Listen, I know you're tired after working out, and we're already asking a lot of you to peel off your sticky bike shorts when your arms are still burning, but once you've made it that far, you might as well step in the shower and wash away all that sweat, oil, and dirt with cool water. According to Dr. Libby and Dr. Rabach, a quick rinse or a cleanse with body wash is key for treating and preventing butt acne, and it also works like a charm for acne all over your body, like the acne on your back.

9. Use salicylic acid to get rid of acne scars on your butt

We touched on salicylic acid (an oil-soluble beta-hydroxy acid) as a face wash or spot treatment for smoothing out the bumps of butt acne, thanks to its ability to remove excess oil and unclog pores.

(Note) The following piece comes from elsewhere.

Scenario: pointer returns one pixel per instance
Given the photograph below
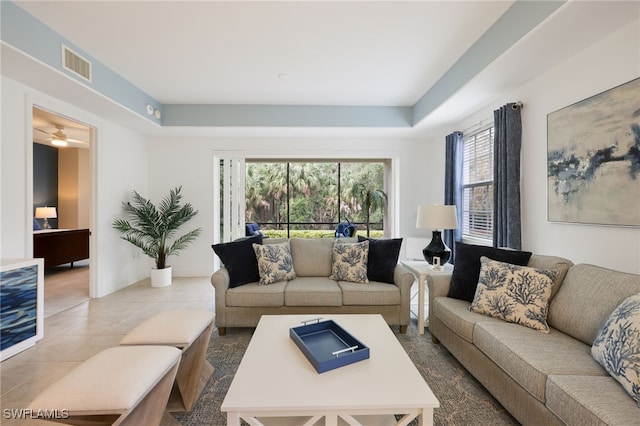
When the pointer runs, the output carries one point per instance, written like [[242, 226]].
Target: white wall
[[189, 162], [606, 64], [120, 164]]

But since the ingredient exfoliates and increases cellular turnover as well, Dr. Libby also recommends sal-acid products as daily leave-on treatments to minimize the hyperpigmentation, butt acne scars, and dark spots left behind on your thighs or butt by the old active lesions. This will not only help to lighten the spots by encouraging new skin cells but also prevent them from popping up, so it's a good ingredient to keep on hand (err—butt? Idk).

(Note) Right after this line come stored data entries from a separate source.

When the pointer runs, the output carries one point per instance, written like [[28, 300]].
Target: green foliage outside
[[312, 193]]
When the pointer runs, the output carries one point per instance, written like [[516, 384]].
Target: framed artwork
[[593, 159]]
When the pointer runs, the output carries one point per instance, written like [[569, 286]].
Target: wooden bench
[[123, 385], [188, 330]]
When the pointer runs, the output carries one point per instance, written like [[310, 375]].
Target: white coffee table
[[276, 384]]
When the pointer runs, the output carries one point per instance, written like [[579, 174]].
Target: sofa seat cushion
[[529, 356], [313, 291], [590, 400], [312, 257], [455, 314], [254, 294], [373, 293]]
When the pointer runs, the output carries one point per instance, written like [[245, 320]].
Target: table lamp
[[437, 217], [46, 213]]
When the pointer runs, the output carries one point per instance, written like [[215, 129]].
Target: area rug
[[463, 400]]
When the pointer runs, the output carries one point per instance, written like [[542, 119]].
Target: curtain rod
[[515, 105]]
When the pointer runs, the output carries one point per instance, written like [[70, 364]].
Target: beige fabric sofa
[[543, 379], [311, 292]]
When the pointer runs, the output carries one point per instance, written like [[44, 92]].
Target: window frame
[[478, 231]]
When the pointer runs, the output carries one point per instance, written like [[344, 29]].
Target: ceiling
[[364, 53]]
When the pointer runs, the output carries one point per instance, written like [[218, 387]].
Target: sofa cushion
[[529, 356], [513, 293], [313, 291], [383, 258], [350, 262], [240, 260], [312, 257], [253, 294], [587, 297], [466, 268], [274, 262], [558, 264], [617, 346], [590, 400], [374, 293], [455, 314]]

10. Get laser hair removal.

If you've never had acne and now out of nowhere you now have bumps on your butt, Dr. Mehr says it's more likely that your butt acne is actually folliculitis. “That bacteria, instead of having an entry into the inside world from a pore, got an entry into the inside world by tracking down a hair follicle,” Dr. Mehr explains. “So the key with folliculitis is destroy the root of the hair follicle. How? Laser hair removal.” Not only will lasering the hair away prevent folliculitis, but it also will help minimize scarring that can come from folliculitis caused by other methods of hair removal. Dr. Mehr explains that sugaring or waxing “basically allows the outside bacteria to get inside and cause pimples, which lead to scarring.”

The takeaway:

In summary, get your butt to the derm. A board-certified dermatologist is much better at distinguishing an acne breakout from folliculitis than you are (and that's not a knock against you—these people are doctors who studied this very thing) and can tell you the right treatment approach for your given situation. Dr. Rabach says dermatologists see this all the time, so butt acne is nothing to be embarrassed about and no reason to put it off. Just whatever you do, stop sitting in sweaty yoga pants already.